Nuclear medicine is specialized medical care that uses tiny amounts of radioactive material to diagnose or treat disease. Most commonly, the radioactive material is used to produce images of the inside of the body.

When nuclear medicine is used for imaging, tiny amounts of radioactive material are mixed into medicine that is injected, swallowed or inhaled. These medications are called radiopharmaceuticals or radiotracers. The medication goes to the part of the body that is being examined, where it emits a kind of invisible energy called gamma waves. Special cameras can take photographs or video of those gamma waves, so they also take an image of the body part where the medication is. Videos can show how the medicine is being processed by the body.

What makes nuclear medicine so useful is that it is extremely accurate. The images taken with nuclear medicine are incredibly precise, providing images down to the molecular level, so they can show disease at its earliest stages. Nuclear medicine can also show the function of body parts instead of just their structure: it can be used to see how well a heart is beating or how much oxygen lungs are holding. It is a way for doctors to see inside the body without the risks of surgery.

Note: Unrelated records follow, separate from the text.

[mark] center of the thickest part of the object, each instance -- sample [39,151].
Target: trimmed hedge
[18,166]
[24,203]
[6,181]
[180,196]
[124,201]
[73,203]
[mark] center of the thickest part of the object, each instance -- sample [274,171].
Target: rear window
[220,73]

The word “radioactive” can make some patients uneasy, but nuclear medicine is very safe. The amount of radiation used is very small, less than a person usually receives from simply standing outside during a normal year. It has been used successfully for more than sixty years, and is painless.

Sometimes nuclear medicine can be used not just to diagnose disease, but also to treat it. Hyperthyroidism is sometimes treated with radioactive iodine, and certain cancers are sometimes treated with targeted radiation or radioactive medications.

Nuclear medicine provides an enormous amount of information that is not available any other way. It helps patients avoid exploratory surgeries or unnecessary treatments, and it helps physicians quickly decide on the best care.